La Dame Noire fut si surprise de l'entendre briser son quasi-mutisme, qu'elle ne sut quoi répondre.
- Plus elle grandit, poursuivit Bane comme si de rien n'était, et plus elle me rappelle celle que tu étais au même âge. Sirannon est certes moins docile que toi, mais elle possède la même soif d'apprendre et de se dépasser.
- Dommage qu'elle ait hérité de votre mauvais caractère, sinon elle aurait pu être une copie de moi-même, répliqua Zannah mentalement.
- Ce tempérament lui servira bien dans la vie, sourit Bane.
- Du moment qu'il n'est pas accompagné par votre goût étrange pour l'auto-destruction, pointa Zannah.
Bane garda le silence quelques instants, songeur. La Dame Noire se doutait qu'il ressassait les moments les plus mouvementés de sa vie : la bombe mentale, l'armure d'orbalisks, le combat sur Tython, ou encore le rituel de transfert d'essence...
- Sirannon n'a pas été forgée par les mêmes expériences que les miennes, répliqua-t-il finalement. Alors, je doute fort qu'elle développe ce... penchant. Mais cela ne m'empêchera pas de me sentir fier d'elle, même si c'est principalement grâce à toi qu'elle est devenue celle qu'elle est.
- Je n'aurais rien pu accomplir de tout cela sans votre formation, ne put s'empêcher de dire Zannah. Mais il est vrai que Sirannon n'aurait même jamais existé sans... votre intervention, ajouta-t-elle cependant avec amertume.
- Un Sith ne devrait jamais regretter ses actes... et pourtant...
Bane soupira, et cela attisa la curiosité de Zannah sur la suite de cette drôle de déclaration.
- Je n'aurais jamais dû forcer ce déni de grossesse, conclut-il avec une forme d'embarras. C'est une simple question de consentement à propos d'un sujet particulièrement intime. Cela ne me ressemble pas.
- Vous avez, d'abord et avant tout, songé au futur de l'Ordre, protesta presque Zannah. Et cela, ça vous ressemble entièrement.
Un court silence flotta entre eux.
- Bane..., reprit-elle, mal à l'aise, je voulais vous... vous demander pardon. Pour ce qu'il s'est passé à l'hôtel. On dirait que nous avons tous les deux fait des choses immorales à l'autre. Est-ce que cela veut dire que nous sommes « quittes » ?
Bane ne répondit pas immédiatement, songeur.
- Oui... je suppose que l'équilibre a été restauré, admit-il enfin.
Zannah se sentit étrangement soulagée. Bane lui pardonnait son acte, au même titre qu'elle n'avait plus le cœur à le blâmer pour la naissance de Sirannon. Peut-être pourraient-ils espérer désormais une cohabitation plus sereine ?

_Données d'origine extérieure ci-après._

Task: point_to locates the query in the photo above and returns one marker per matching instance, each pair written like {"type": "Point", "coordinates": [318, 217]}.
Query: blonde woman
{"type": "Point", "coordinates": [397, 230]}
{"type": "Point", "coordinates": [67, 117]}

Elle ne pouvait cependant pas s'empêcher de songer aux poids respectifs que Bane attribuait à ces deux actes dans sa métaphore de la balance. Certes, elle lui avait, pour sa part, imposé une relation non consentie... mais cela pouvait-il avoir une signification encore plus profonde pour lui ? Avait-il déjà été violé par un ou des hommes ? Son propre père, peut-être ? Connaissant la dure loi du plus fort qui régnait sur Apatros, et qui avait forgé Bane tel qu'il était devenu, de telles possibilités n'étaient pas à exclure... même si Bane ne confirmerait jamais ces théories, pour préserver ses derniers fragments de dignité.